Tokyo - The teachings of the doomsday cult leader behind the 1995 Tokyo subway sarin gas attacks still have 'absolute influence' over followers even though he is on death row, security agencies said Tuesday.

DVDs with speeches by Shoko Asahara are still being used to instruct more than 1,500 followers of the Aum Shinrikyo cult which changed its name in 2000 to Aleph, said the National Police and Public Security Intelligence agencies.

The two agencies said in an annual joint report Asahara, 54, whose real name is Chizuo Matsumoto, 'still has absolute influence' over his followers, estimated at some 1,500 devotees using 30 facilities in Japan.

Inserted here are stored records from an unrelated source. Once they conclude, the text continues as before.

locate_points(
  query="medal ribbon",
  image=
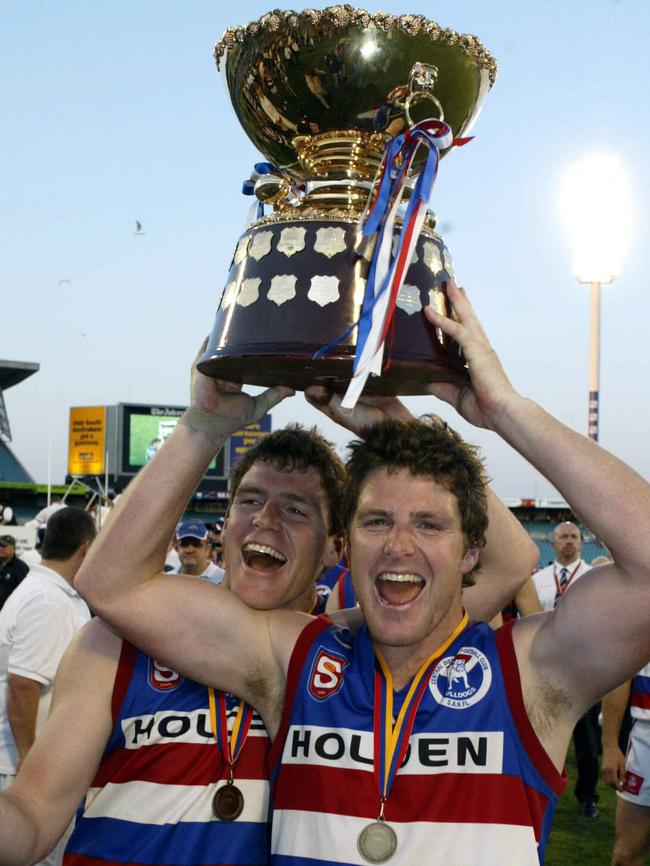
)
(232, 745)
(391, 739)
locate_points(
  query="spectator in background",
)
(6, 515)
(630, 775)
(45, 513)
(36, 625)
(33, 557)
(12, 567)
(551, 583)
(193, 547)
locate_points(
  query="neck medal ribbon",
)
(377, 842)
(228, 801)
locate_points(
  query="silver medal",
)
(377, 842)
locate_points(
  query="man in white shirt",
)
(551, 583)
(193, 547)
(37, 623)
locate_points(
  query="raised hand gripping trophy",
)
(352, 110)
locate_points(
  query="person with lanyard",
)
(419, 737)
(551, 583)
(176, 772)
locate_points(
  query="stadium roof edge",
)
(14, 372)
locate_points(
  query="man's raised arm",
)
(599, 634)
(188, 624)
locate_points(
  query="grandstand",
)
(11, 469)
(539, 518)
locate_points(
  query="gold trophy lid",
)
(293, 75)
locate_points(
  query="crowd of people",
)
(219, 708)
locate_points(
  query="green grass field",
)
(578, 841)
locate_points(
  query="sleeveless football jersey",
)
(640, 694)
(151, 800)
(475, 787)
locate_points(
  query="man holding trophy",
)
(419, 737)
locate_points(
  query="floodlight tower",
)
(596, 204)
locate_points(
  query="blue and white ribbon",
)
(387, 269)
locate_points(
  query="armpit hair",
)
(259, 689)
(550, 703)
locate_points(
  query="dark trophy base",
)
(269, 368)
(295, 286)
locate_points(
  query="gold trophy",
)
(322, 94)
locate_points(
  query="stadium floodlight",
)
(596, 206)
(595, 202)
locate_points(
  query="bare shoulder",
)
(265, 683)
(89, 663)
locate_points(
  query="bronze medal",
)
(228, 802)
(377, 842)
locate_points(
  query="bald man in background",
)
(551, 583)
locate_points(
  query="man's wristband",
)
(215, 428)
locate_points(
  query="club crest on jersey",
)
(461, 680)
(161, 678)
(632, 783)
(326, 675)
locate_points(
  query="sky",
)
(114, 112)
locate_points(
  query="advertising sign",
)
(245, 439)
(87, 440)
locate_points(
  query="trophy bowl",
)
(320, 93)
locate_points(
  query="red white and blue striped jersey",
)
(150, 802)
(475, 785)
(640, 694)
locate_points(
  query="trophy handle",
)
(423, 78)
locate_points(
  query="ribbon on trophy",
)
(248, 187)
(387, 269)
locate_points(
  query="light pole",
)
(596, 205)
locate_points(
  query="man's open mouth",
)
(262, 557)
(398, 589)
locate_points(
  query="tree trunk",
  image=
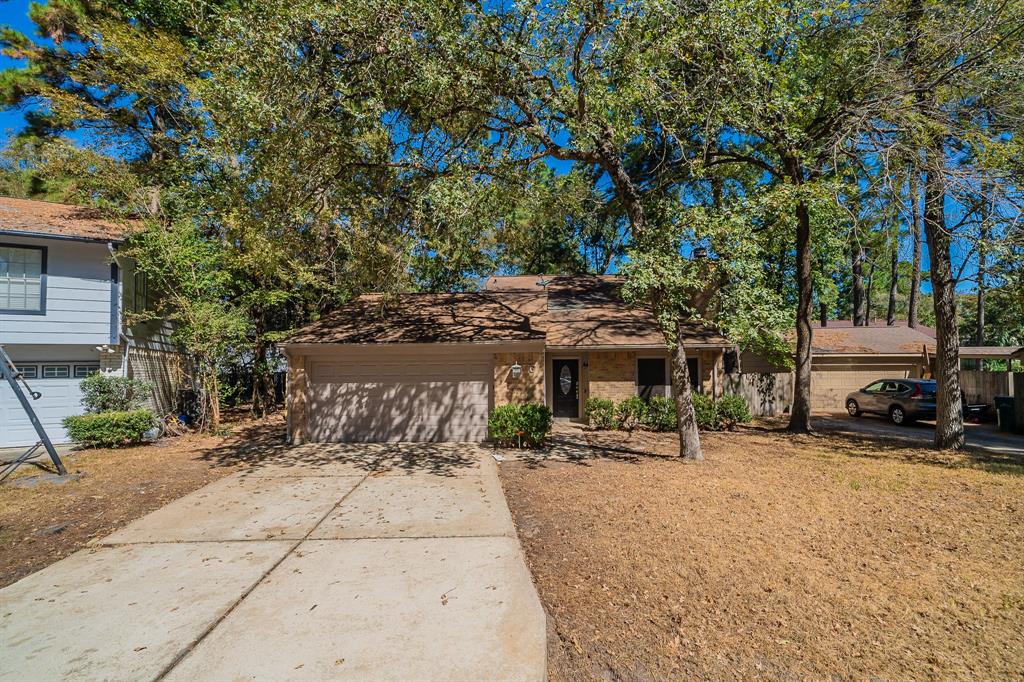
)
(262, 395)
(856, 267)
(979, 334)
(893, 278)
(869, 297)
(800, 419)
(914, 300)
(689, 437)
(949, 416)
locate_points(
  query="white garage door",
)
(390, 396)
(60, 397)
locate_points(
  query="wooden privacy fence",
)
(981, 386)
(768, 393)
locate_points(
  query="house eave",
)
(62, 238)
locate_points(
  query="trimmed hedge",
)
(658, 414)
(733, 410)
(662, 414)
(107, 392)
(601, 414)
(519, 425)
(632, 413)
(110, 429)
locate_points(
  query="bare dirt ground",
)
(43, 522)
(829, 557)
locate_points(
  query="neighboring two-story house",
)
(65, 294)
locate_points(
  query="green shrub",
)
(105, 392)
(519, 425)
(110, 429)
(632, 413)
(732, 410)
(601, 414)
(660, 414)
(706, 413)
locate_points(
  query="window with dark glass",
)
(56, 372)
(651, 377)
(23, 276)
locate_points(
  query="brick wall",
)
(612, 375)
(528, 387)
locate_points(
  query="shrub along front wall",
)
(110, 429)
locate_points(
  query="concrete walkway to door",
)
(381, 561)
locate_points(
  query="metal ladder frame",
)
(15, 379)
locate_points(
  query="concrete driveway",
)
(384, 562)
(983, 437)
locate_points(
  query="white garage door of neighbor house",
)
(60, 397)
(391, 397)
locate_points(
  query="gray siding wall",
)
(78, 297)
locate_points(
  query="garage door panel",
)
(60, 397)
(422, 397)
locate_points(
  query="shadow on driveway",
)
(262, 444)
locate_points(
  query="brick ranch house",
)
(431, 367)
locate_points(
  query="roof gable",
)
(35, 218)
(562, 311)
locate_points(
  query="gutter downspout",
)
(117, 335)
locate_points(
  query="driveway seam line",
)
(213, 626)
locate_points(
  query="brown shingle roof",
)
(480, 317)
(588, 311)
(876, 340)
(31, 217)
(569, 311)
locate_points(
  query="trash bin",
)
(1005, 412)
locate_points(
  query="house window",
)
(652, 378)
(83, 371)
(140, 292)
(693, 369)
(23, 280)
(56, 372)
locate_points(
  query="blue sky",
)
(15, 14)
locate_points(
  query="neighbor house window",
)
(56, 372)
(23, 280)
(652, 379)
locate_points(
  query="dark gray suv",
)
(903, 400)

Membership has fallen from a peak of 11,400 before 1995 but the cult also has some 200 followers and several facilities in Russia, the report said.

"Senior members still use DVD recordings of Matsumoto's preachings, instructing members to believe in Matsumoto and his dogma," the report said.

Matsumoto preached a blend of Buddhist and Hindu dogma mixed with apocalyptic visions, while he was obsessed with Nazi-invented sarin gas and paranoid that his enemies would attack him with it.

The former acupuncturist was convicted of ordering the release of sarin on rush-hour trains on March 20, 1995, killing 12 people and injuring thousands.

He was sentenced to death in February 2004 for the subway attack and other crimes that claimed a total of 27 lives.

Surveillance of the cult started in February 2000 and was extended last January for the fourth three-year period to last until January 2012.

Despite the police attention, the Aum cult remains legal in Japan, where the constitution guarantees freedom of religion. Memories linger of the suppression of other religions during World War II when Shinto was the state faith.